Another program to look at, is Omnigraffle on OS X. There are a few major features that catches my eyes:
- Alignment "helpers". They are "snap-to"-able lines that appear only when they are needed. Assume you have objects A, B, and you are moving A. If A.center.x and B.center.x happen to align (or are close), you see a fine vertical line passing from both centers. The movement snaps to this line when it appears.
Also, there should be shortcut keys for "align to the center of last selected object", and such. Multi-key shortcut keys are most appropriate for this set of verbs.
- A group of an object and a piece of text. The text should not resize when the group is resized. (a similar toggle button to "do not change stroke width when resizing object" should be there, besides the other 4).
- Shadow as an "effect" on an object.

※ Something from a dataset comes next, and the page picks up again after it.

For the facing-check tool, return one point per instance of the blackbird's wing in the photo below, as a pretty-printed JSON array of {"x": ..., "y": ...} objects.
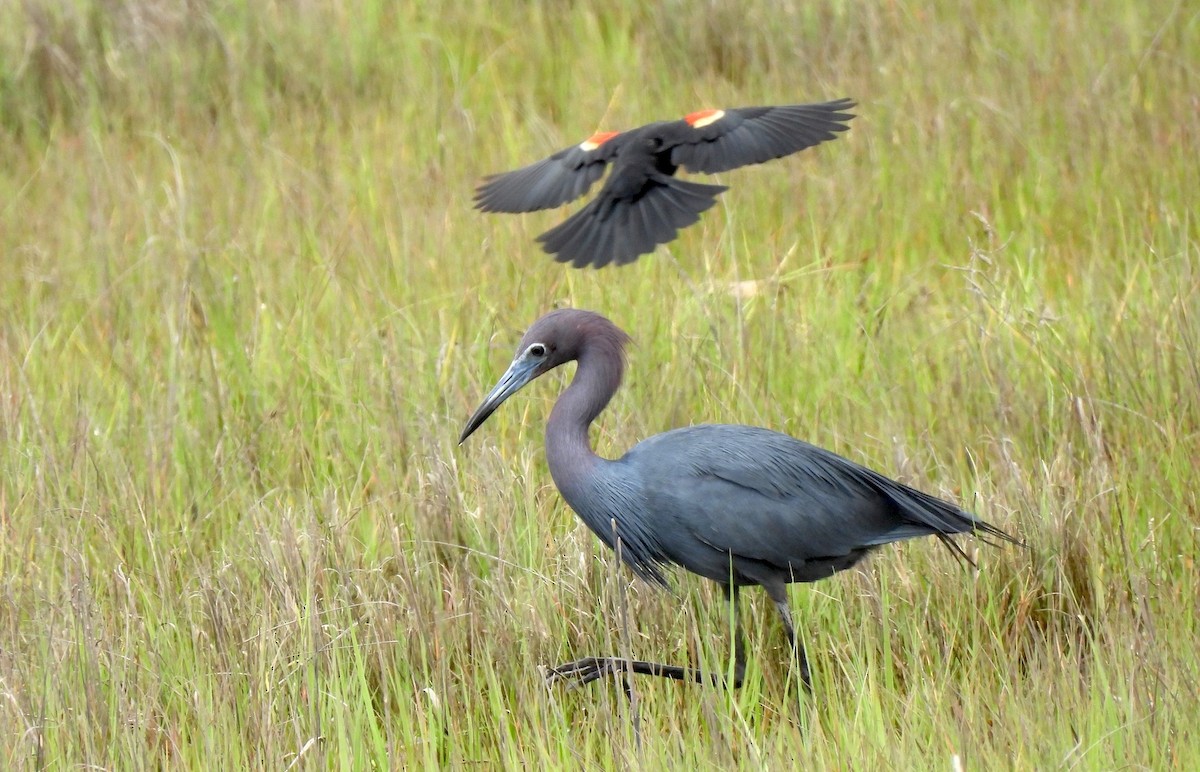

This is one is long overdue, because SVG doesn't have a good filter spec IIUC. Something like the text-shadow (or was it just shadow) property in HTML could be incorporated in SVG.
- Connectors and alignments. Ctrl-F2 is good , it just needs to be extended. A few automatic-alignment python plugins can align connected objects according to some policies.
- A library browser facility, but not like the ones that most other programs have provided. I have been successfully using another inkscape window showing e.g. "library-of-$THING.svg". That file contains objects I have drawn earlier about $THING.
In other words, perhaps only a very few extra bits are needed to make a good library facility. What I like to use as a library browser is an inkview window, after inkview is matured, or a Firefox (3.1+) window with some javascript extensions (search ~/.inkscape/library/*.svg, search openclipart.org, etc.)